Awards and recognition
Professor Wilfred Jefferies becomes the first Canadian immunologist to be elected as a Fellow of the National Academy of Inventors
Professor Wilfred Jefferies’ innovative strategies and outstanding inventions that enable cancer immunotherapies and vaccines have been recognized as it was announced that he has been elected as a Fellow of the National Academy of Inventors (NAI). Election as a Fellow of the NAI is the highest professional distinction accorded solely to eminent academic inventors.
Professor Jefferies will be joining a prestigious group of only 13 academic inventors in Canada to be elected as Fellows of the NAI and the first Canadian immunologist to be inducted.
“It is a great honour to be elected as a Fellow of the NAI and to represent Canadian research in immunology and cancer. I would sincerely like to acknowledge my former and current colleagues for their hard work and dedication,” says Professor Jefferies, who is being recognised for his seminal discoveries on mechanisms underpinning cancer immune surveillance, and immune-editing by T lymphocytes, as well as dendritic cell cross-priming that triggers immune responses.
Born in North Vancouver, British Columbia, Canada, Professor Jefferies graduated from the University of Victoria and then enrolled at the University of Oxford in the United Kingdom to study at the Sir William Dunn School of Pathology, where he obtained his Doctor of Philosophy, focused on Molecular Immunology.
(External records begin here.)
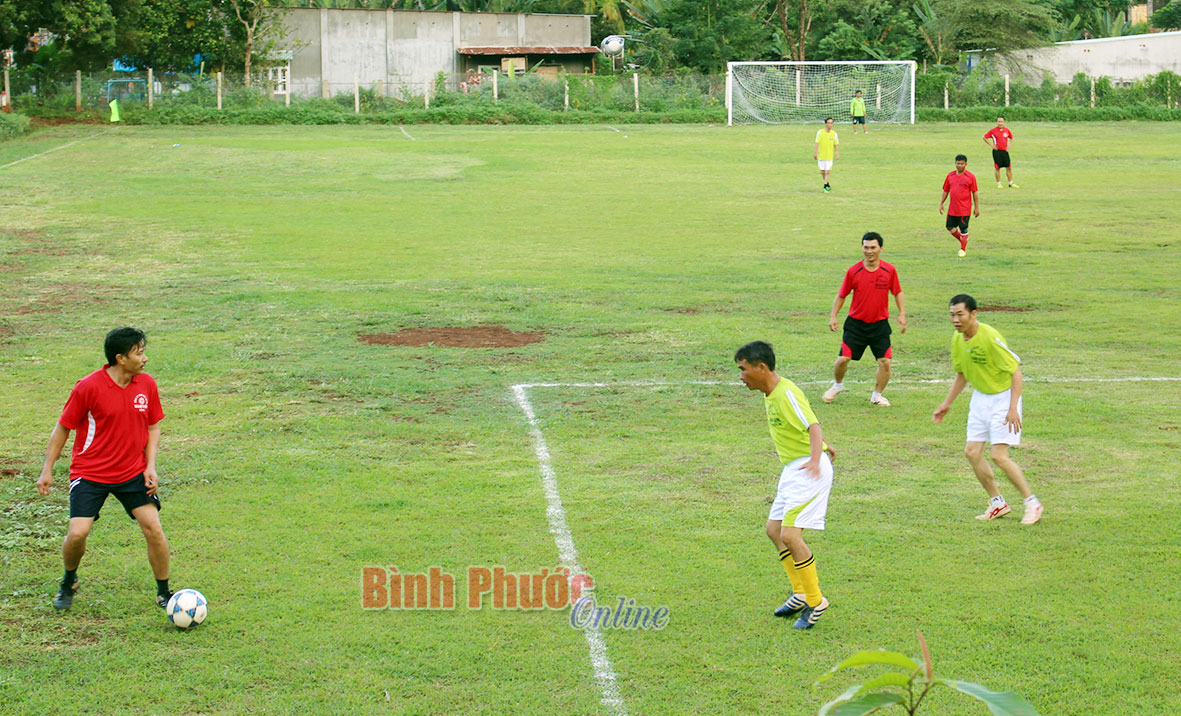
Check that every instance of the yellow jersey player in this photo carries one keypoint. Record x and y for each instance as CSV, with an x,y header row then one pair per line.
x,y
982,357
801,501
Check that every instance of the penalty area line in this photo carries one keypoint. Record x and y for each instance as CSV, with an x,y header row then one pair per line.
x,y
41,154
568,554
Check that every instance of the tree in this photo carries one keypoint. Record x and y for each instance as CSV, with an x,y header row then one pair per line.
x,y
1168,17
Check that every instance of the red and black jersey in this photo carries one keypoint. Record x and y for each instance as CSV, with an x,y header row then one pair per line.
x,y
870,291
111,425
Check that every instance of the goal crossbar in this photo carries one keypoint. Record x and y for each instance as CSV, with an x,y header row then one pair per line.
x,y
782,92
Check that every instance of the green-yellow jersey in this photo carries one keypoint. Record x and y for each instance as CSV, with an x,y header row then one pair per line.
x,y
985,359
788,416
826,144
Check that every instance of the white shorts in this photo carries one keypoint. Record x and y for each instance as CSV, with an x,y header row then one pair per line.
x,y
986,418
802,500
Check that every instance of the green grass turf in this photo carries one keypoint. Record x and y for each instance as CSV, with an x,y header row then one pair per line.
x,y
293,454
He subsequently completed his post-doctoral research at the Institut Suisse de Recherche Expérimentale sur le Cancer in the École polytechnique fédérale de Lausanne (EPFL) in Switzerland and later conducted research at the Ludwig Institute for Cancer Research (LICR) in the Karolinska Institute in Stockholm, Sweden. In 1989, the late Nobel Laureate, Dr. Michael Smith, recruited Professor Jefferies to the University of British Columbia where he is currently a Principal Investigator of the Michael Smith Laboratories. Professor Jefferies is also the Head of Immune Oncology at the Vancouver Prostate Centre at Vancouver General Hospital.
The NAI Fellows Program elects academic scholars and inventors in any discipline who have demonstrated exceptional innovation in creating or facilitating outstanding inventions that have made a tangible impact on quality of life, economic development and the welfare of society. The NAI is a member organization currently comprising approximately of 700 individual elected Fellows from more than 250 institutions worldwide. The complete list of current NAI Fellows is available on the NAI website.